Both Melbourne citizens and Australians in general are fans of chocolate. According to IBISWorld, chocolate and confectionery in Australia is a $2.5b per year industry. If we look at Nielsen’s list of the top confectionery sold in convenience stores during the year to February 2009 by share of value, the top chocolate bars (candy bars, for US readers) were:

  1. Mars 2Pak 80g
  2. Snickers 2Pak 80g
  3. Cherry Ripe 85g
  4. Mars Bar 65g
  5. Twirl Bar Kingsize 63g
  6. Snickers 60g
  7. Kit Kat 45g
  8. Boost 80g
  9. Turkish Delight Twin 76g
  10. Cherry Ripe 55g

I’m listing these to highlight an interesting fact. However, we need to examine where each of these chocolate bars were invented:

Yep, the Cherry Ripe holds two of the top ten places for chocolate bar sales, and it was invented in Melbourne. (All the rest come from three places: US, UK and Ireland.)

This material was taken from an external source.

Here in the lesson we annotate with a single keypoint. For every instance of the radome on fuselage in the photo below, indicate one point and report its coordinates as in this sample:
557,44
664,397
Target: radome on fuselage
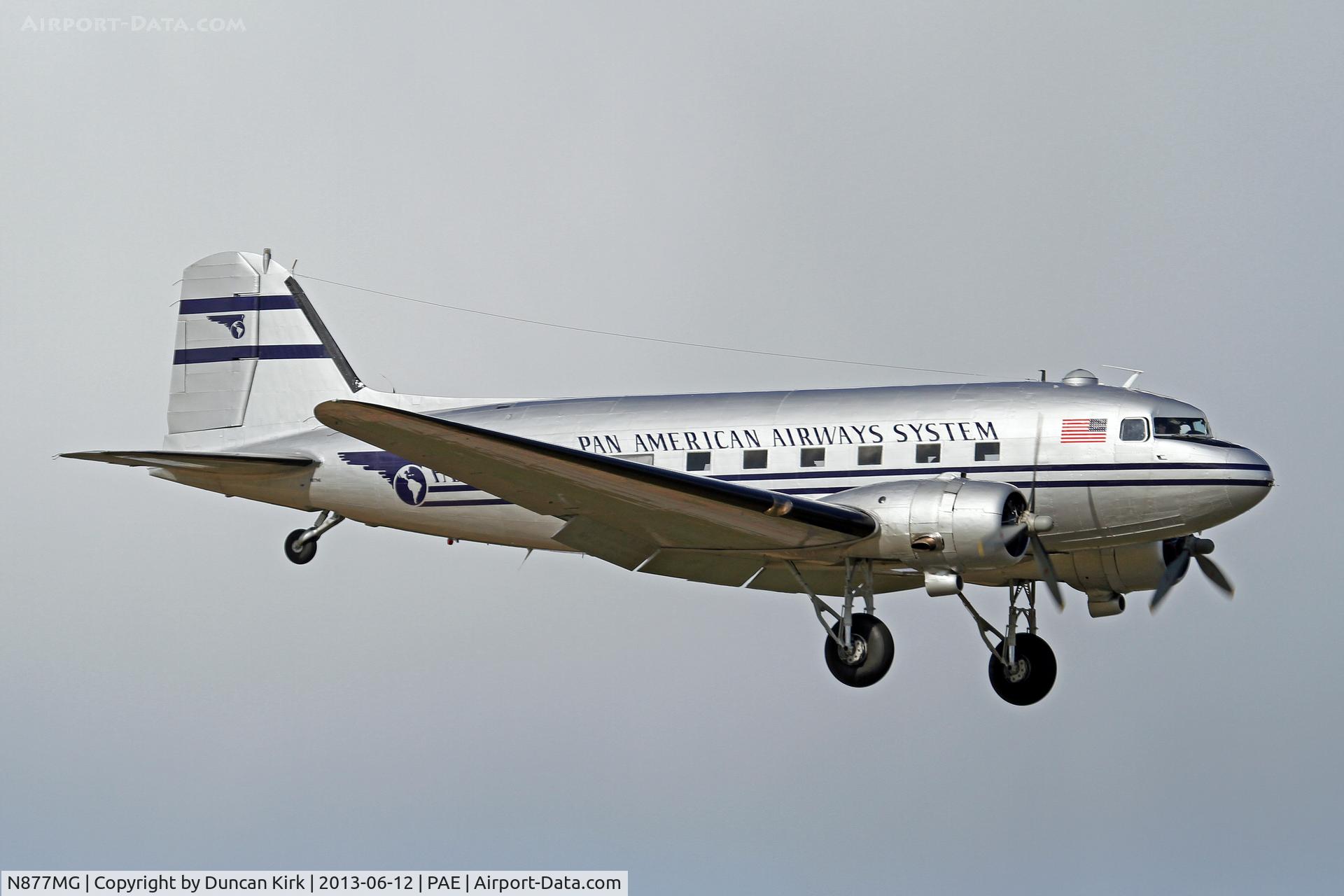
820,492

Noted Melburnian Sir Macpherson Robertson (1859 – 1945) founded the MacRobertson’s chocolate company which, according to Wikipedia, was responsible for the Cherry Ripe, Freddo Frog, Bertie Beetle and Snack. The chocolate company was sold to Cadbury-Schweppes, and the Ringwood-based factory continues to this day. Sadly, they don’t offer any public tours.

The MacRobertson name no longer appears on the Cherry Ripe wrapper, but it does live on in Melbourne through a highschool, a bridge, and the building of the National Herbarium of Victoria.